While popular, maximalist interior design is nothing new. Historians have traced it back to the 16th century when the wealthy displayed collections in what they called “a cabinet of curiosities.” In the 17th century maximalism showed up in graphic design in the form of trade cards.

A recent stint of maximalism was in the Victorian era, from about 1837 – 1901. During this time, heavy design styles featuring intricate woodwork, ornate furniture, dramatic curtains, and the use of knickknacks and other decor came into fashion.

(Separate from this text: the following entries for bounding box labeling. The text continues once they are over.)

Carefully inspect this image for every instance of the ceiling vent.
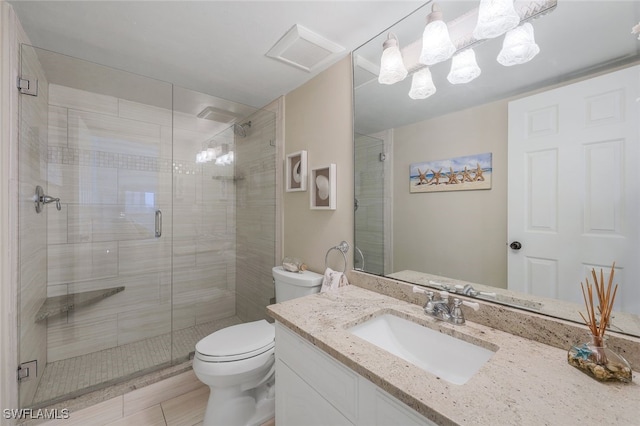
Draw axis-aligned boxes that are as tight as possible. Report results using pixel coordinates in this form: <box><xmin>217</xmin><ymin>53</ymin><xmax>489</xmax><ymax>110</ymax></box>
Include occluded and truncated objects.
<box><xmin>267</xmin><ymin>24</ymin><xmax>345</xmax><ymax>72</ymax></box>
<box><xmin>198</xmin><ymin>106</ymin><xmax>238</xmax><ymax>123</ymax></box>
<box><xmin>353</xmin><ymin>54</ymin><xmax>380</xmax><ymax>89</ymax></box>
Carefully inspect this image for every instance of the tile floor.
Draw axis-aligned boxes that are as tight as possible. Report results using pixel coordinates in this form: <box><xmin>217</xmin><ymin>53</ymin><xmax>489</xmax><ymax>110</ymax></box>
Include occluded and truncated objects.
<box><xmin>32</xmin><ymin>316</ymin><xmax>242</xmax><ymax>406</ymax></box>
<box><xmin>106</xmin><ymin>386</ymin><xmax>275</xmax><ymax>426</ymax></box>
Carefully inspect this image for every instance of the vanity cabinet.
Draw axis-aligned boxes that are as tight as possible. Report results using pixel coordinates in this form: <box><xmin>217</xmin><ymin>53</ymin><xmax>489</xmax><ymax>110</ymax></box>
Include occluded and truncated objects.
<box><xmin>276</xmin><ymin>323</ymin><xmax>435</xmax><ymax>426</ymax></box>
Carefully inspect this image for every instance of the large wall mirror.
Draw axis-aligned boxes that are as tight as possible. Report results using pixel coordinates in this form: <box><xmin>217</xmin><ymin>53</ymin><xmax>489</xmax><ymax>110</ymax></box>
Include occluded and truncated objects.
<box><xmin>353</xmin><ymin>0</ymin><xmax>640</xmax><ymax>336</ymax></box>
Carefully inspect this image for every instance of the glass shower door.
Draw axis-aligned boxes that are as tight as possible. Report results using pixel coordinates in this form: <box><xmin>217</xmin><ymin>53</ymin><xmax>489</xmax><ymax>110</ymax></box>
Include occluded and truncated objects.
<box><xmin>18</xmin><ymin>46</ymin><xmax>173</xmax><ymax>407</ymax></box>
<box><xmin>354</xmin><ymin>134</ymin><xmax>386</xmax><ymax>275</ymax></box>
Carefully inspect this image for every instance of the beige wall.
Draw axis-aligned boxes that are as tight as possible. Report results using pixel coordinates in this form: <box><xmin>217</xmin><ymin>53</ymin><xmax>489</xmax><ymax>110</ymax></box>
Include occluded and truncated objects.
<box><xmin>393</xmin><ymin>101</ymin><xmax>507</xmax><ymax>288</ymax></box>
<box><xmin>281</xmin><ymin>57</ymin><xmax>353</xmax><ymax>272</ymax></box>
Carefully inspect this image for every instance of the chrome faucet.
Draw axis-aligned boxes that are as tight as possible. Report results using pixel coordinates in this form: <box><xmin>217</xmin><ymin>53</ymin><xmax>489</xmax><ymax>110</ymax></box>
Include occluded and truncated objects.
<box><xmin>413</xmin><ymin>286</ymin><xmax>480</xmax><ymax>325</ymax></box>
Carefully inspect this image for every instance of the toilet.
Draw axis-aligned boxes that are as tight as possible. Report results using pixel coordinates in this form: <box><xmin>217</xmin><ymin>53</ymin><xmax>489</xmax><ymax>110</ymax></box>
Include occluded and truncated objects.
<box><xmin>193</xmin><ymin>266</ymin><xmax>322</xmax><ymax>426</ymax></box>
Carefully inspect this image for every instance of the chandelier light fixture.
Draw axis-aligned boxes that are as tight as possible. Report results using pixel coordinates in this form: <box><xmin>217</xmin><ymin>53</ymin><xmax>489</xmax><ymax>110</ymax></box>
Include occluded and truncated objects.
<box><xmin>473</xmin><ymin>0</ymin><xmax>520</xmax><ymax>40</ymax></box>
<box><xmin>409</xmin><ymin>67</ymin><xmax>436</xmax><ymax>99</ymax></box>
<box><xmin>498</xmin><ymin>22</ymin><xmax>540</xmax><ymax>67</ymax></box>
<box><xmin>378</xmin><ymin>0</ymin><xmax>556</xmax><ymax>99</ymax></box>
<box><xmin>378</xmin><ymin>33</ymin><xmax>407</xmax><ymax>84</ymax></box>
<box><xmin>419</xmin><ymin>3</ymin><xmax>456</xmax><ymax>66</ymax></box>
<box><xmin>447</xmin><ymin>49</ymin><xmax>482</xmax><ymax>84</ymax></box>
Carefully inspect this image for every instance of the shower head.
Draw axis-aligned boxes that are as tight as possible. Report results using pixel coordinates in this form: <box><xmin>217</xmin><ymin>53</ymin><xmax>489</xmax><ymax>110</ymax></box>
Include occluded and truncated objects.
<box><xmin>233</xmin><ymin>121</ymin><xmax>251</xmax><ymax>138</ymax></box>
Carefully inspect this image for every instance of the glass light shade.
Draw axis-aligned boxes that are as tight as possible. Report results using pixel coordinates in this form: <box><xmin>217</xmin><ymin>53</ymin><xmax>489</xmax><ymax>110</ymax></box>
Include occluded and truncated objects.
<box><xmin>409</xmin><ymin>67</ymin><xmax>436</xmax><ymax>99</ymax></box>
<box><xmin>447</xmin><ymin>49</ymin><xmax>482</xmax><ymax>84</ymax></box>
<box><xmin>419</xmin><ymin>20</ymin><xmax>456</xmax><ymax>65</ymax></box>
<box><xmin>473</xmin><ymin>0</ymin><xmax>520</xmax><ymax>40</ymax></box>
<box><xmin>378</xmin><ymin>34</ymin><xmax>407</xmax><ymax>84</ymax></box>
<box><xmin>498</xmin><ymin>22</ymin><xmax>540</xmax><ymax>67</ymax></box>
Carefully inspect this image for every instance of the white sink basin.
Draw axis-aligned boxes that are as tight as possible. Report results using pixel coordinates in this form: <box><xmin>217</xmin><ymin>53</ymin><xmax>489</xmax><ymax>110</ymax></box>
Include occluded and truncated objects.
<box><xmin>349</xmin><ymin>314</ymin><xmax>495</xmax><ymax>385</ymax></box>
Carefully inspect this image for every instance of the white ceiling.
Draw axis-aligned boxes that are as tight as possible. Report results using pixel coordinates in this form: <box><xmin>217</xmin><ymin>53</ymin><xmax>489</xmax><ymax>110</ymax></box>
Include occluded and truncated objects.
<box><xmin>9</xmin><ymin>0</ymin><xmax>425</xmax><ymax>107</ymax></box>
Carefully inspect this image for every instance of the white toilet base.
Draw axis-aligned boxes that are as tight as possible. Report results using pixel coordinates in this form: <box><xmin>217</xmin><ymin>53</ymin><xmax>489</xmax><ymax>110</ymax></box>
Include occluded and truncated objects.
<box><xmin>203</xmin><ymin>380</ymin><xmax>276</xmax><ymax>426</ymax></box>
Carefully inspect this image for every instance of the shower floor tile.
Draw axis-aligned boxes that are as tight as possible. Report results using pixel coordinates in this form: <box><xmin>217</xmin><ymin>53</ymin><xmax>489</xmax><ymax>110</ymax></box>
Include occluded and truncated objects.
<box><xmin>31</xmin><ymin>316</ymin><xmax>242</xmax><ymax>405</ymax></box>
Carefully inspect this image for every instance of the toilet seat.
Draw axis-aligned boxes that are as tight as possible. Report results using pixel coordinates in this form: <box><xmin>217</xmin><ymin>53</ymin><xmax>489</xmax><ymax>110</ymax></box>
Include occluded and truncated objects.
<box><xmin>196</xmin><ymin>320</ymin><xmax>275</xmax><ymax>362</ymax></box>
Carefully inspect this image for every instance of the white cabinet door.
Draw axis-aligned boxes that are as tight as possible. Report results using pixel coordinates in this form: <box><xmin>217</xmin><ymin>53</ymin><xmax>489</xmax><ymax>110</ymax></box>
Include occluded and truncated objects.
<box><xmin>358</xmin><ymin>377</ymin><xmax>436</xmax><ymax>426</ymax></box>
<box><xmin>276</xmin><ymin>323</ymin><xmax>435</xmax><ymax>426</ymax></box>
<box><xmin>276</xmin><ymin>360</ymin><xmax>353</xmax><ymax>426</ymax></box>
<box><xmin>507</xmin><ymin>66</ymin><xmax>640</xmax><ymax>314</ymax></box>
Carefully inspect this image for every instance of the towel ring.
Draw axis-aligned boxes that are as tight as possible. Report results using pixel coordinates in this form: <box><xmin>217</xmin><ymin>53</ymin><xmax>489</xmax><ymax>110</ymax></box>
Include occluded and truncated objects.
<box><xmin>324</xmin><ymin>241</ymin><xmax>349</xmax><ymax>273</ymax></box>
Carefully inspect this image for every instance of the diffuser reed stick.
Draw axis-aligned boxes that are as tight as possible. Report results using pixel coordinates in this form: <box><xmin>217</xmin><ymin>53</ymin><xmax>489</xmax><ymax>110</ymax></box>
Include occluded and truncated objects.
<box><xmin>579</xmin><ymin>262</ymin><xmax>618</xmax><ymax>342</ymax></box>
<box><xmin>567</xmin><ymin>262</ymin><xmax>632</xmax><ymax>383</ymax></box>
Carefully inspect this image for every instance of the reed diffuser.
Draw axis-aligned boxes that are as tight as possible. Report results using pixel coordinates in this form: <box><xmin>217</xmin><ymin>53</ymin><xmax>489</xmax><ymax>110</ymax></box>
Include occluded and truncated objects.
<box><xmin>567</xmin><ymin>262</ymin><xmax>632</xmax><ymax>383</ymax></box>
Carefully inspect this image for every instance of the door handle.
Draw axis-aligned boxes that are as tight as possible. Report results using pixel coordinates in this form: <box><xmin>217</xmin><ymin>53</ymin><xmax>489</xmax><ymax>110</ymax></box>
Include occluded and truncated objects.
<box><xmin>156</xmin><ymin>210</ymin><xmax>162</xmax><ymax>238</ymax></box>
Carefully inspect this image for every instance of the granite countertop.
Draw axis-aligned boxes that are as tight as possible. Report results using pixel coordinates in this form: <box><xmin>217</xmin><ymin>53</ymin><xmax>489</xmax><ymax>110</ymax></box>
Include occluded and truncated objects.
<box><xmin>267</xmin><ymin>285</ymin><xmax>640</xmax><ymax>425</ymax></box>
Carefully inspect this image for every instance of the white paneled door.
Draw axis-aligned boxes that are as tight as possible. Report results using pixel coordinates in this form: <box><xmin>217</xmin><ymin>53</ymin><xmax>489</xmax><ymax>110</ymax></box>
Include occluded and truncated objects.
<box><xmin>507</xmin><ymin>66</ymin><xmax>640</xmax><ymax>314</ymax></box>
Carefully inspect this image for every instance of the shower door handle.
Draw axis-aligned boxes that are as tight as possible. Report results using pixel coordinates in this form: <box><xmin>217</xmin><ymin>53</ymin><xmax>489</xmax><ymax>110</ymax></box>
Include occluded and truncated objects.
<box><xmin>156</xmin><ymin>210</ymin><xmax>162</xmax><ymax>238</ymax></box>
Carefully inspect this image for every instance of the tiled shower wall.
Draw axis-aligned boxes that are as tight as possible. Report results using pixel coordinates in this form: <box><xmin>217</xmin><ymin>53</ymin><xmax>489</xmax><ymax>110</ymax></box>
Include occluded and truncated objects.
<box><xmin>353</xmin><ymin>135</ymin><xmax>391</xmax><ymax>274</ymax></box>
<box><xmin>47</xmin><ymin>84</ymin><xmax>235</xmax><ymax>361</ymax></box>
<box><xmin>235</xmin><ymin>110</ymin><xmax>276</xmax><ymax>321</ymax></box>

While there wasn’t a mixing of interior design styles like today’s maximalism movement, the Victorian era favored a “more is more” look.

Maximalism reappeared in the mid-1900s through the glam Hollywood regency style and then in the 1980s through Memphis interior design, which embodied bold geometric shapes and colors.

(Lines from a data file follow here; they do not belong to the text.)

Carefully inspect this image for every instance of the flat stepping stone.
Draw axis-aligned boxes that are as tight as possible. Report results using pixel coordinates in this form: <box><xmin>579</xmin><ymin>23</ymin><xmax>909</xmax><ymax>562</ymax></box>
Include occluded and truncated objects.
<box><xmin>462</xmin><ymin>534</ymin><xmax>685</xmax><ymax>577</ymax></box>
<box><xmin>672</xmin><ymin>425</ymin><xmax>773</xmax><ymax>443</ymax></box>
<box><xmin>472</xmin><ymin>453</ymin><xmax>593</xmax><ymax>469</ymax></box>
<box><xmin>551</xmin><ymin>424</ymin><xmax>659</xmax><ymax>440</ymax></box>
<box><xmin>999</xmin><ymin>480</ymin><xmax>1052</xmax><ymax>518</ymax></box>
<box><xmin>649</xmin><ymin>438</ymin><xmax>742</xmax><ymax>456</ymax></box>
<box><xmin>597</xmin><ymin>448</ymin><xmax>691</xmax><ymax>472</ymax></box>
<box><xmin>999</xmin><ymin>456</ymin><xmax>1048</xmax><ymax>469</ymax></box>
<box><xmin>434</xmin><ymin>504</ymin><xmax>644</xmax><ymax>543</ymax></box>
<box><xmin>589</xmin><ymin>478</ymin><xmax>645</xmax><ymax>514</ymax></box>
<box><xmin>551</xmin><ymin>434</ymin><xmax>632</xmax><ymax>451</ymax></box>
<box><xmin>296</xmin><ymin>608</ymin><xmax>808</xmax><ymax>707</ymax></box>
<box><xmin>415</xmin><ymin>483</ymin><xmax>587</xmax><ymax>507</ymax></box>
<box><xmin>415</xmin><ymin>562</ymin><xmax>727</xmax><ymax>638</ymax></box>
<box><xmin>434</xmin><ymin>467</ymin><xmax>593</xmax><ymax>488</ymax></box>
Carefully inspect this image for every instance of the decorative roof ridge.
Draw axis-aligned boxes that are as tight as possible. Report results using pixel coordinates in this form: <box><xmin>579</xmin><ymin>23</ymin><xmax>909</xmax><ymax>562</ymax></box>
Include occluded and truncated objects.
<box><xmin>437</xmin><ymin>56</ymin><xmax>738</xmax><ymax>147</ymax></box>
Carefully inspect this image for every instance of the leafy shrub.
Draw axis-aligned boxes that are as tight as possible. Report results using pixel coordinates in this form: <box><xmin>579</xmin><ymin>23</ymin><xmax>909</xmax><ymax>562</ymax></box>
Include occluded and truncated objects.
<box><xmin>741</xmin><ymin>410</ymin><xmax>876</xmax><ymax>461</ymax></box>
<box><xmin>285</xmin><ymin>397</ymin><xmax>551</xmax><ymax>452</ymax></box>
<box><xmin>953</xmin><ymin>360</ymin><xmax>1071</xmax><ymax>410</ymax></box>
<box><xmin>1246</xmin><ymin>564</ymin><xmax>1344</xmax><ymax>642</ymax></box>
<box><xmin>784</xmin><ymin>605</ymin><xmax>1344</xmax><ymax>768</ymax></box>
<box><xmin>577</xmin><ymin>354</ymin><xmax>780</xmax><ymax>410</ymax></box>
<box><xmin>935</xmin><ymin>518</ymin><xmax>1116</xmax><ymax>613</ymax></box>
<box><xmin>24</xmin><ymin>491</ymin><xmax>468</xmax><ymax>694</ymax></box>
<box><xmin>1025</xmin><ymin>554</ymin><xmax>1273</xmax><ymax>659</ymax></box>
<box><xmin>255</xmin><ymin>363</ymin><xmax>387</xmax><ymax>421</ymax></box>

Today’s Maximalism features a meshing of interior design styles and period pieces. Maximalism is a layered, collected look that, while often modern, takes on many styles. For example, some people use a modern maximalist interior design or boho maximalist interior design, letting one dominant style guide their decisions.

Eclectic Interior Design vs. Maximalist Interior Design

Eclectic and maximalist interior design share many principles, such as mixing patterns, colors, and design styles. But, eclectic style often has one or two overarching themes, such as glam-boho or coastal-grandmillennial.

Furniture and decor in eclectic-style homes are curated to go together. In a maximalist design, the designer chooses pieces based on what they love or what speaks to them.

Minimalist vs. Maximalist Interior Design: What’s the Difference?

Minimal and maximal interior design are opposites. Minimalism focuses on keeping only the items you need, use, or love. Minimal interior designs often feature white walls, sparse furniture, and minor decor. The principles of minimalism are intentional living and practicality and the interior design is calming and clean.

Maximal interior design is about collecting things you love and enjoy, regardless of whether or not they’re practical. Maximalist interiors feature bright colors, lots of decor, and mixed furniture pieces.

Principles of Maximalism: How to Get the Look

Maximalism is about finding pieces you love and layering them together. Here are some tips for achieving a maximal interior design.

Use Bold Colors

Maximalist design encompasses the use of bold colors, even if only as an accent. Many designers mix and match several bold colors, while others keep a neutral background using colors for accent pieces.

Layer Patterns and Rugs

In maximalist interior design, feel free to layer patterns. Try a patterned wallpaper, rug, and furniture with patterned upholstery.

You can play it safe, layering a patterned rug over a jute, or go bold by layering more complex patterns on each other.

Collect Furniture from Different Periods

In maximalist design, furniture and decor comes from various interior design styles and periods. For example, your living room could feature a wooden rocking chair, a green velvet sofa, and a rattan footrest.

Never use matching furniture sets for a maximalist design. Instead, find pieces you love that work well together.

Maximize Decor

While minimalism focuses on sparse, edited decor, maximalism is the opposite.

Maximalist decor often includes colorful and glossy pieces, gallery walls, trinkets, heavily decorated mantels, books, and vining plants. But since there are no rules, your maximalist decor should be items that bring you joy, draw your interest, or are pleasing to the eye.

Go Slow

The point of maximalist decor is to decorate to your tastes, showcasing items you love. So go slow, and add to your decor collection when something truly sparks your interest.

Examples of Maximalist Interior Design

Here are some examples if you’re ready to give your home a maximalist makeover.

Maximalist Style Living Room

Maximalist Style Living Room

A maximalist-style living room encompasses the owners’ tastes, working with many styles and patterns. Famous designer, Corey Damen Jenkins, designed this room, taking advantage of every square inch from the wallpapered ceiling to the rugs on the floor.

Maximalist Style Kitchen

Maximalist Style Kitchen

Rather than being full of knickknacks and decor, a maximalist style kitchen can be a meshing of multiple styles. In this kitchen, the countertop, flooring, walls, and cabinets work together even though they’re from different types of interior design.

Maximalist Bedroom

Maximalist Bedroom

In this maximalist-style bedroom, the wall sets the stage for a magical girls’ room. The pinks, rattan, wicker, and patterns work together, making the room feel cozy but modern.